Abstract
Aim
Deep learning algorithms have lately been used for medical image processing, and they have showed promise in a range of applications. The purpose of this study was to develop and test computer-based diagnostic tools for evaluating masseter muscle segmentation on ultrasonography images.
Materials and methods
A total of 388 anonymous adult masseter muscle retrospective ultrasonographic images were evaluated. The masseter muscle was labeled on ultrasonography images using the polygonal type labeling method with the CranioCatch labeling program (CranioCatch, Eskişehir, Turkey). All images were re-checked and verified by Oral and Maxillofacial Radiology experts. This data set was divided into training (n = 312), verification (n = 38) and test (n = 38) sets. In the study, an artificial intelligence model was developed using PyTorch U-Net architecture, which is a deep learning approach.
Results
In our study, the artificial intelligence deep learning model known as U-net provided the detection and segmentation of all test images, and when the success rate in the estimation of the images was evaluated, the F1, sensitivity and precision results of the model were 1.0, 1.0 and 1.0, respectively.
Conclusion
Artificial intelligence shows promise in automatic segmentation of masseter muscle on ultrasonography images. This strategy can aid surgeons, radiologists, and other medical practitioners in reducing diagnostic time.

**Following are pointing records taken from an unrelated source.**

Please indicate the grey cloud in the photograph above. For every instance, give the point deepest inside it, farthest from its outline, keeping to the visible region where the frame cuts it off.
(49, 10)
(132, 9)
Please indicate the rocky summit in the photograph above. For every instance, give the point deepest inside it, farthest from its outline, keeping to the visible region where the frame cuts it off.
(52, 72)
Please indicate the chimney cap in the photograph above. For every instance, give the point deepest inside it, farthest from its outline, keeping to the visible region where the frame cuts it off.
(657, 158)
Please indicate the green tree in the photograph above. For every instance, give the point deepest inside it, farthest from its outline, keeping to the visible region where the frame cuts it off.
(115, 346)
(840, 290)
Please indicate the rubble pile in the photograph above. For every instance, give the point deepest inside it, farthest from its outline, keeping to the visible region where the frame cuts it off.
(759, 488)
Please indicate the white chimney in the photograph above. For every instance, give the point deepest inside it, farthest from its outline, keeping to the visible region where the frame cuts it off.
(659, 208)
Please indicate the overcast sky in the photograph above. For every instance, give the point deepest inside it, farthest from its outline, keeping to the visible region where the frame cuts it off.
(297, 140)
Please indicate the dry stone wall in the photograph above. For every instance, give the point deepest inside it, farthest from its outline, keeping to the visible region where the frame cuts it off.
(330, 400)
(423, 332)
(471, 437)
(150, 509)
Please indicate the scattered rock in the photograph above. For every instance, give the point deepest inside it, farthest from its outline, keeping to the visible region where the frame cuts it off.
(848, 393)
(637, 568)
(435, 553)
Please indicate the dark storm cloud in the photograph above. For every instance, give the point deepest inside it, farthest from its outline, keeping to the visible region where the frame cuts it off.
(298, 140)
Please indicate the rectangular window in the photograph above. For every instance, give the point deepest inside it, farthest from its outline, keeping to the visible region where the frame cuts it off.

Keywords: ultrasonography, masseter muscle, deep learning, artificial intelligence
Introduction
The masseter muscle (MM) is a quadrilateral muscle that has both superficial and deep sections. A tendinous aponeurosis, which originates from the zygomatic process of the maxilla and moves downward and backward, connects the lateral surface of the ramus of the mandible to the superficial part, which is the larger region. The deep part, which arises from the posterior bottom border of the zygo-matic arch and runs downward and forward, connecting to the ramus and coronoid process, is much smaller(1–4).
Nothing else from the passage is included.